If these scraping companies would respect some kind of X-Scraping-Permitted header, this whole process would be a lot better, but that's not going to happen in an industry that has already normalized using botnets.
duped
10 hours ago
No it's just intrinsically antisocial behavior
GaryBluto
10 hours ago
Scraping has never "intrinsically" been anti-social behaviour, you just don't like it.
d1ss0nanz
11 hours ago
Always was.
Mistletoe
10 hours ago
Has the internet made the average human’s life better? As someone that lived in both eras I have to say no. If you want to improve humanity greatly and prevent currently 8.3 billion people’s misery and counting, you build a time machine and prevent Tim Berners-Lee from inventing it in the first place. But it wouldn’t help, because someone else would still invent this torture nexus of hyperconnected human minds.
matheusmoreira
9 hours ago
The internet was amazing before the big techs started centralizing everything, before governments started fragmenting it into censored regional networks...
cookiengineer
6 hours ago
Fun fact that will blow your mind:
Microsoft decided to send Windows NT 10.0 in the User-Agent header even on Windows 11 for compatibility reasons. That's literally the reason why the Sec-CH-* headers say Windows 11 but the User-Agent says Windows 10.

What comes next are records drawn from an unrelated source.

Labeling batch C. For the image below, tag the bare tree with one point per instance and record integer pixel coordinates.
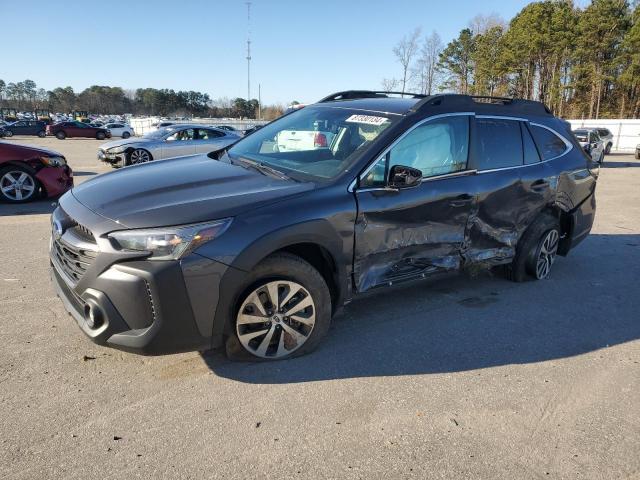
(405, 51)
(481, 23)
(426, 71)
(389, 84)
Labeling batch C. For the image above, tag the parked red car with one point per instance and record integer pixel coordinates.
(27, 173)
(63, 130)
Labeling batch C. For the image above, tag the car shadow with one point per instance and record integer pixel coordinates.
(38, 207)
(459, 323)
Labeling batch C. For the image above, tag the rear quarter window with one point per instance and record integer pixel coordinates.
(549, 144)
(499, 143)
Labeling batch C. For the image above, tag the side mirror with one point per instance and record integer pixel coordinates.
(404, 177)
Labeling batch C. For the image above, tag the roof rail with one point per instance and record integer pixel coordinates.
(355, 94)
(513, 105)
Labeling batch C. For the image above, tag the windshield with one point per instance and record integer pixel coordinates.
(320, 142)
(582, 136)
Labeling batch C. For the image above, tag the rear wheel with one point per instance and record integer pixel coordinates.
(17, 185)
(285, 311)
(137, 156)
(536, 251)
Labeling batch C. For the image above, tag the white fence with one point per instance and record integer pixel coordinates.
(144, 125)
(626, 133)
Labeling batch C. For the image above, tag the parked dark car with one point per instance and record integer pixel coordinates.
(24, 127)
(266, 245)
(27, 173)
(63, 130)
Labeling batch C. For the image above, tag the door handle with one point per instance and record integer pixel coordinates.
(539, 185)
(461, 200)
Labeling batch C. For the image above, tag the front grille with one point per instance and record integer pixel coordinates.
(73, 260)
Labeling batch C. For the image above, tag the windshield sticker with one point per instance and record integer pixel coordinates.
(367, 119)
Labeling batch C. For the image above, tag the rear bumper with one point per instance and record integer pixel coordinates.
(55, 180)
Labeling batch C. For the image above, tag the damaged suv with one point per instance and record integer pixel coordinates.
(255, 248)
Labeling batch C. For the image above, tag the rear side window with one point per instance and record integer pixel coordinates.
(530, 151)
(549, 144)
(499, 143)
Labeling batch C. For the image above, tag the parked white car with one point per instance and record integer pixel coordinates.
(607, 138)
(119, 130)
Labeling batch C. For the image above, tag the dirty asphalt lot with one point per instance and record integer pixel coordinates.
(473, 378)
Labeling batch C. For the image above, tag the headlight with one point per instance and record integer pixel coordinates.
(169, 243)
(53, 161)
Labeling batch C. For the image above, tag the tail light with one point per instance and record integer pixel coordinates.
(320, 140)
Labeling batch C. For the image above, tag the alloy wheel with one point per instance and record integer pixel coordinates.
(547, 254)
(17, 185)
(139, 156)
(276, 319)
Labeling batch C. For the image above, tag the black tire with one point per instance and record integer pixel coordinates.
(523, 267)
(285, 267)
(33, 180)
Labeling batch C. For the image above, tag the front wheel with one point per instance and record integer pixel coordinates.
(137, 156)
(285, 311)
(17, 185)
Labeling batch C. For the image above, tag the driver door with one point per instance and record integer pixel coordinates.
(407, 233)
(179, 144)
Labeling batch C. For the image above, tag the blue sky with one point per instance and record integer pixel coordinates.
(301, 50)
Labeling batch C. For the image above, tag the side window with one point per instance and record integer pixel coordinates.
(206, 134)
(437, 147)
(499, 143)
(530, 151)
(549, 144)
(182, 135)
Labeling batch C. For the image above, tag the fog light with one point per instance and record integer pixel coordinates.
(93, 315)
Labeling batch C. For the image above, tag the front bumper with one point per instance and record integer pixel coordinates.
(55, 180)
(133, 304)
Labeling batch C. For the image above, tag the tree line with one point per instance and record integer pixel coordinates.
(26, 96)
(582, 63)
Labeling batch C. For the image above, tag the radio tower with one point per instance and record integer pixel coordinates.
(248, 51)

And regarding your claims of vendor interests: Nope, you seemingly never had to use O365 crapware on Linux browsers. They make it as painful as possible, and even disable copy/paste functionality when your User-Agent and Sec-CH headers say Linux. Identical browser with an extension that overrides the fingerprinting headers and it works perfectly.
Also as an additional note: Cloudflare does TCP fingerprinting, because no cloudflare pages will work (and send you into an infinite loop of unsolvable captchas) when these headers mismatch with the tcp window and other options in the handshake frames.
Source: am maintaining my chromium-profiles tool that generates farbled profiles with a generated extension, so that I can use shitty Microsoft products because my customers are not really the smartest policy decision makers.
PS: I will never use a separate laptop with a separate OS to use a damn web app. That is a completely unjustified waste of hardware resources and should be illegal. But here we are. Wasting one laptop at a time for absolutely no reason.